The SEC Hearing Officer ruled in favor of Gardpro, restraining Forest Hills from collecting membership fees for replacement nominees and ordering that the fees already paid be applied for the replacements. The SEC En Banc affirmed but deleted the award of attorney’s fees. The Court of Appeals (CA) affirmed the SEC’s ruling. Forest Hills appealed to the Supreme Court.
ISSUE
Whether, under Forest Hills’ By-Laws, the Club is authorized to collect new membership fees from a corporate shareholder every time it changes its designated nominees.
RULING
No. The Supreme Court affirmed the CA decision. The Court held that the literal meaning of the By-Laws provisions controls. The corporation (Gardpro) is the real club member, not its nominees. Article II, Section 2.2.2 of the By-Laws explicitly states that a juridical entity owning a Class “C” share may designate two nominees who, upon Board approval, may be admitted as Regular Members, and that “[a] transfer fee in such amount as may be prescribed by the Board of Directors, shall be charged for every change in the designated nominee of juridical entity.” This provision authorizes only a “transfer fee” for a change in nominee, not a new “membership fee.”

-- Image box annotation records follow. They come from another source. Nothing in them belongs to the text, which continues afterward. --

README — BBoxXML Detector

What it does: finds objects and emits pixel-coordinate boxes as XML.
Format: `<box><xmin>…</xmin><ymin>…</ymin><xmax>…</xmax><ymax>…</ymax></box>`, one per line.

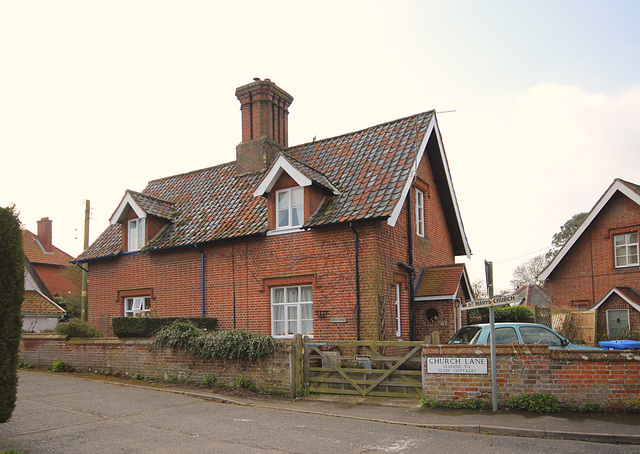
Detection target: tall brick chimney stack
<box><xmin>236</xmin><ymin>78</ymin><xmax>293</xmax><ymax>175</ymax></box>
<box><xmin>38</xmin><ymin>218</ymin><xmax>53</xmax><ymax>252</ymax></box>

The payment of a membership fee is governed separately by Article III, Section 13.7, which requires it to be paid within 30 days from the approval of an application to register the share in the Club’s books. Since Gardpro, the corporate member, had already paid the membership fee upon the approval of its original nominees’ applications, it should not be required to pay it again for replacement nominees. To require a new membership fee for every nominee change would constitute unjust enrichment at Gardpro’s expense. The applicable charge for changing nominees is only the “transfer fee” prescribed under Section 2.2.2, which is distinct from the “transfer fee” for transferring the stock itself under another By-Laws provision.